Immeuble neuf, résidence privée proposant de nombreux services, à proximité de la plage, beau etc…combien ?? environ US$88.952 (aux alentours de R$ 200 000- 210 000 reais… ça dépend de ce stupide dollar qui fluctue).

Mais ne sois pas triste mon cher petit Brésilien…tu as un large choix ici dans notre cher Brésil…dans la très chic ville de Lajeado dans le Rio Grande do Sul…dans le quartier Planalto on trouve une jolie maison pour le même prix!! Incroyable non ???

Jette un oeil…

 

casalajeado

C'est une version +root (la rue n'est pas pavée…il n'y a pas de piscine dans la résidence, de club de golf…pas de plage…pas de vue…mais c'est le reflet de notre proximité avec les pays d'Europe, non ?? que peut-on y faire??

Pour la période de la Coupe du Monde, le Gouvernement Fédéral a annoncé des mesures pour contenir le prix des billets d'avion et des hôtels [19], telle que l’intervention du Procon [20] (organisme de défense des droits du consommateurs) et les contrôles de l'Agence Nationale de l'Aviation, l'ANAC [21]. Ainsi 1 973 nouveaux vols ont été autorisés [22] pour augmenter la concurrence dans le secteur aérien durant les mois de juin et de juillet, lorsque que la Coupe aura lieu.

Opter pour une intervention de l'Etat pour contenir les prix est toujours une décision délicate dans les Etats où le marché est libre.

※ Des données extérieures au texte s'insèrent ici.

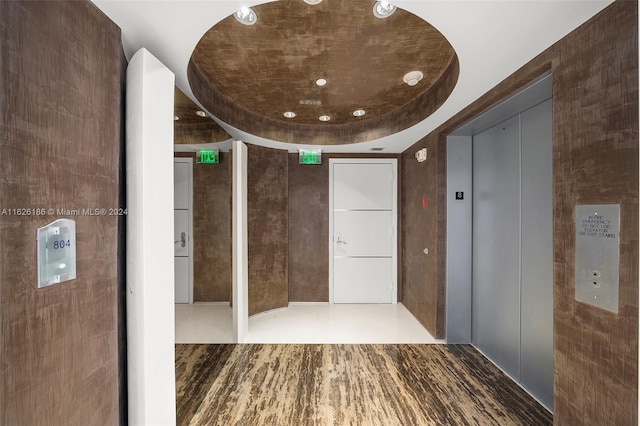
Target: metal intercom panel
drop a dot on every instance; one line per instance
(598, 255)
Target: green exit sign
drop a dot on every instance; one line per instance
(209, 156)
(309, 157)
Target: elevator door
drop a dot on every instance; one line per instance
(512, 271)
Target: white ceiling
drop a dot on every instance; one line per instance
(492, 39)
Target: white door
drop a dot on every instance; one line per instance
(362, 240)
(182, 229)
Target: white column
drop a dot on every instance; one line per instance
(150, 268)
(240, 250)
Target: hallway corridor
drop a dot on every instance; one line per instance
(256, 385)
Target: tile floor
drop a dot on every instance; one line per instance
(303, 323)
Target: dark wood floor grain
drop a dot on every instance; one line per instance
(255, 385)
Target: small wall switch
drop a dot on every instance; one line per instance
(421, 155)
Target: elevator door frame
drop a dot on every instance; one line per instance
(459, 256)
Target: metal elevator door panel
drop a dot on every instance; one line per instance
(496, 244)
(536, 370)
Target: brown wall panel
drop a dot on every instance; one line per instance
(60, 65)
(309, 228)
(595, 160)
(308, 231)
(268, 229)
(421, 230)
(211, 229)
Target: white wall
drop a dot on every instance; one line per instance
(150, 268)
(240, 245)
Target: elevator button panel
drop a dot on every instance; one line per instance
(56, 252)
(598, 255)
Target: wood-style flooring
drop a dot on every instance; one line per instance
(255, 385)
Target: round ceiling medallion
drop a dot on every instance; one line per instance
(246, 76)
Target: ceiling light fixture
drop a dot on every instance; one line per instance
(246, 16)
(383, 9)
(412, 77)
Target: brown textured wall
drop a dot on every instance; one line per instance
(595, 160)
(60, 85)
(268, 233)
(211, 229)
(308, 231)
(423, 228)
(309, 228)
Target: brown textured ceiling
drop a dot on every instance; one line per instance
(248, 76)
(190, 128)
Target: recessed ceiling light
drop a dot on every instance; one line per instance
(412, 77)
(383, 9)
(246, 16)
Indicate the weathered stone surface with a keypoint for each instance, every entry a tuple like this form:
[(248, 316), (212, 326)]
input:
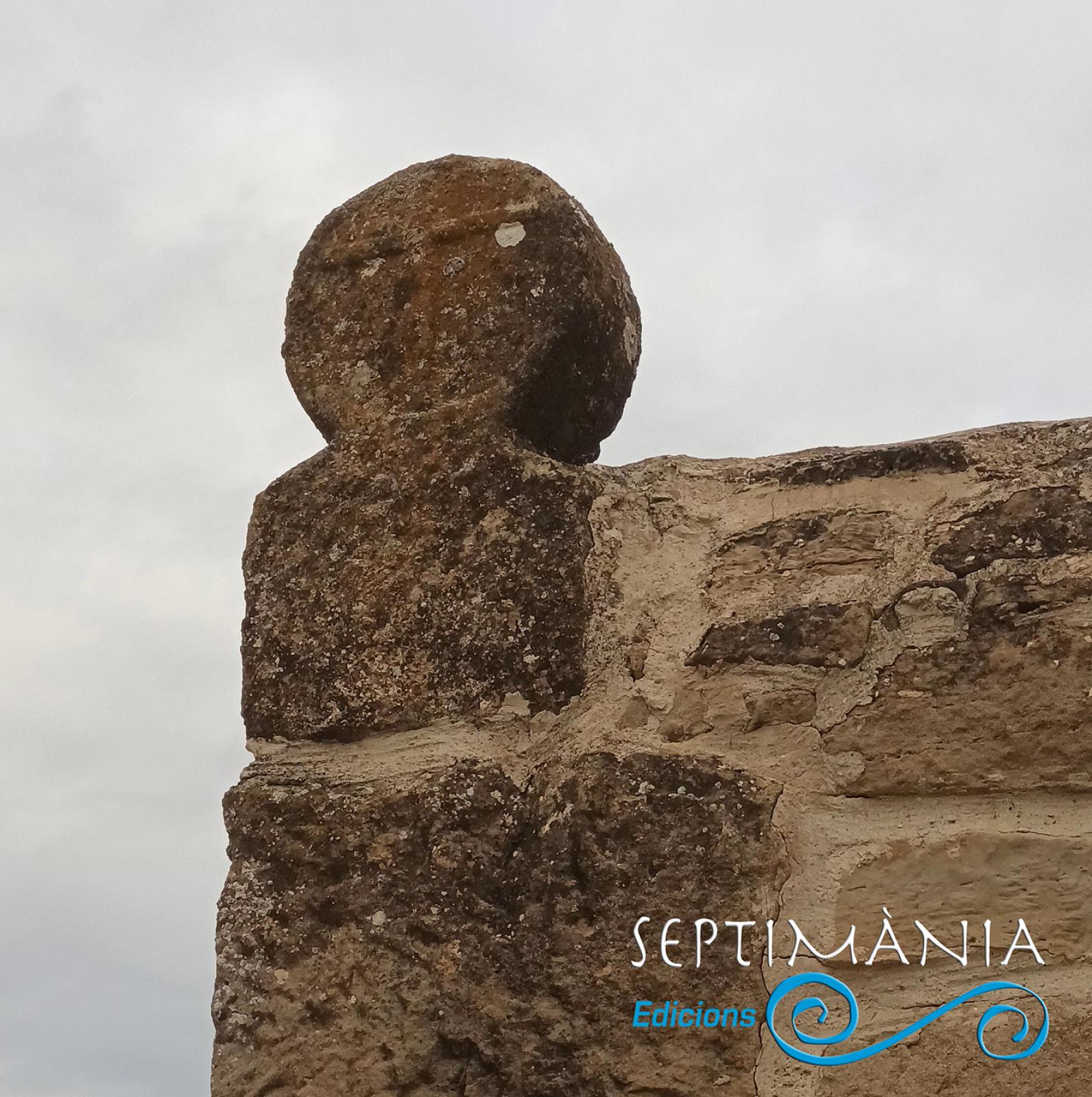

Pour le secteur aérien, qui est régulé et considéré comme stratégique pour les intérêts nationaux, cette politique interventionniste est déjà une réalité dans le Brésil de la Coupe. Mais la maîtrise des prix des biens de consommation est encore un grand défi pour les Brésiliens et pour les secteurs traditionnellement dynamiques [23]. Au moins sur les réseaux sociaux, la mobilisation a commencé.